Defense Secretary Chuck Hagel, left, and Robert F. Hale, the Defense Department's comptroller, confer as they prepare to testify before the Senate Armed Services Committee on the department's fiscal year 2015 budget request on March 5, 2014. DOD photo by Glenn Fawcett
Then Defense Secretary Chuck Hagel, left, and Robert F. Hale, the former Defense Department’s comptroller, confer as they prepare to testify before the Senate Armed Services Committee on the department’s fiscal year 2015 budget request on March 5, 2014. DOD photo by Glenn Fawcett

Hale, now a fellow at Booz Allen Hamilton [BAH], is out with a mini-memoir detailing the period following the enactment of the 2012 Budget Control Act that set sequestration in motion. He described the tale as “awfully dour,” but said the paper contains cautionary lessons for lawmakers who could allow sequestration hit again in fiscal 2016 without a compromise on government spending.

“At a minimum, during the next month, or so Congress and the president need to agree on budget changes that provide reasonable levels of funding for DoD and other federal agencies for FY 2016 and FY 2017,” Hale said in his paper, published by Brookings. “This year’s budget deal should cover both years so that the tumult is not repeated next year.”

Hale acknowledged that in a period where the U.S. military had withdrew completely from one war and was drawing down from another after 14 years of continual combat, that a case could have been made for cutting back on defense spending in 2013.

“As far as the total level, it is a legitimate debate to have as to how much we should spend on national defense and there’s no formula. It’s a judgment about risk traded off against dollars,” he said.

“The way it was done definitely made it worse, the across the board nature of the cuts and the limits on the flexibility,” he added, describing a paramount complaint about sequester by uniformed and civilian Defense Department personnel.  

Frank Kendall, the Pentagon’s chief weapons buyer, said during a speech Wednesday afternoon that the Defense Department still needs three to four years to fully recover from the sequester shock of 2013.

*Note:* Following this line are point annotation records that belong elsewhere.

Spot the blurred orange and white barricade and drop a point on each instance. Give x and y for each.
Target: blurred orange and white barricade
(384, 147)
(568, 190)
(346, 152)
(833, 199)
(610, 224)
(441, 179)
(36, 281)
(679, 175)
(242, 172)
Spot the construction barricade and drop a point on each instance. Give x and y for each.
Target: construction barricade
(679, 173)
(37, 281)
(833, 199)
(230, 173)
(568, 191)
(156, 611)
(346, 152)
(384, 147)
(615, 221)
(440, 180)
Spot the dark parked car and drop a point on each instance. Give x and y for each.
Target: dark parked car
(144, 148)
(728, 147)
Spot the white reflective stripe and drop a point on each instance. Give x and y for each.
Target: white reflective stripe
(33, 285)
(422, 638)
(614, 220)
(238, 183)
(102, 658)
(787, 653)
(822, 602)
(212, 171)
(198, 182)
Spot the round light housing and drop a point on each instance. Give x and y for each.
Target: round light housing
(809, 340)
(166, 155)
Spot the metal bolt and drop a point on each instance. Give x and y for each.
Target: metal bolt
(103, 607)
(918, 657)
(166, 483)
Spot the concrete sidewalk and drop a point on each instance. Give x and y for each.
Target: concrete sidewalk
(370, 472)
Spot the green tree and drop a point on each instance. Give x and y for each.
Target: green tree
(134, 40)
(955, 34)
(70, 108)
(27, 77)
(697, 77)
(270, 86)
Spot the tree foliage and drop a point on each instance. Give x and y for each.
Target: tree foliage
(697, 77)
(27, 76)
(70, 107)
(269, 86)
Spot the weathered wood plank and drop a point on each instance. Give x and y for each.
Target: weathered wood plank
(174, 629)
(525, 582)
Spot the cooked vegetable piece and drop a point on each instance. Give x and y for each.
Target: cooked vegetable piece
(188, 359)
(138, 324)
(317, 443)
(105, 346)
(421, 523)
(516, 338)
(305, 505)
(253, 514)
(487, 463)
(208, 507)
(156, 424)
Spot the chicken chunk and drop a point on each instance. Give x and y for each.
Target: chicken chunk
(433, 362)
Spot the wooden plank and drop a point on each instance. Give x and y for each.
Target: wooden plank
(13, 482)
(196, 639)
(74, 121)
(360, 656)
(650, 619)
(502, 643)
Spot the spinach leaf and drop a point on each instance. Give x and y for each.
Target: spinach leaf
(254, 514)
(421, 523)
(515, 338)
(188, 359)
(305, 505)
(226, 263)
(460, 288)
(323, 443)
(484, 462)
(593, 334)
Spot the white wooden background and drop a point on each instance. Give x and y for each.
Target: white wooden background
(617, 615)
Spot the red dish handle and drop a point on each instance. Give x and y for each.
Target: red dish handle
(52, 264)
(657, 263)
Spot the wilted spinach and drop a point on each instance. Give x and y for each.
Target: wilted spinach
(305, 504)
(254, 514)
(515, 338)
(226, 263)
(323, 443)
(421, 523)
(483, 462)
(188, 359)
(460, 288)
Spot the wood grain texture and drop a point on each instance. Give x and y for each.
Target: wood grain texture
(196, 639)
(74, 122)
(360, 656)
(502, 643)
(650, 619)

Since 2013, the world has become increasingly unstable, Hale said. After a “valley” in spending in 2013 to present, there is a valid defense of President Obama’s 2016 pitch to increase the budget , though his spending plan brings the DoD budget only in line with 2012 levels.

“I think you can make a pretty good case for the president’s proposal for some increases in defense spending,” he said.” The world remains a pretty dangerous place. At the time these decisions were made, we were still involved in combat operations in Afghanistan. We still have troops there, though not in a combat role. Obviously ISIL is a significant threat to our security. North Korea is a bewildering regime. Iran, even with a nuclear deal will probably pose some issues with us in terms of national security.”

The total budget has come down since fiscal 2012, when it was about $530 billion. It declined sharply in fiscal 2013 to around $496 billion when sequestration hit but then leveled off.

At $570 billion, the Obama administration’s fiscal 2016 budget proposal would bring the Defense Department budget about in line with pre-sequester levels with a slight uptick. The most interesting, and potentially encouraging, development is that the modest increases proposed in the fiscal 2016 budget have been approved by all defense and appropriations committees in Congress.

“Now, they’ve done it with the use of this wartime or OCO (overseas contingency operations) budget–which is unfortunate and the president has said he will veto–but they have all agreed to the total level, which I found remarkable,” Hale said.

The Senate Appropriations Committee passed a bill that shuffled about $38 billion in spending to OCO, which Hale called a mistake because it is exempt from the government’s self-prescribed spending caps, but not from sequestration.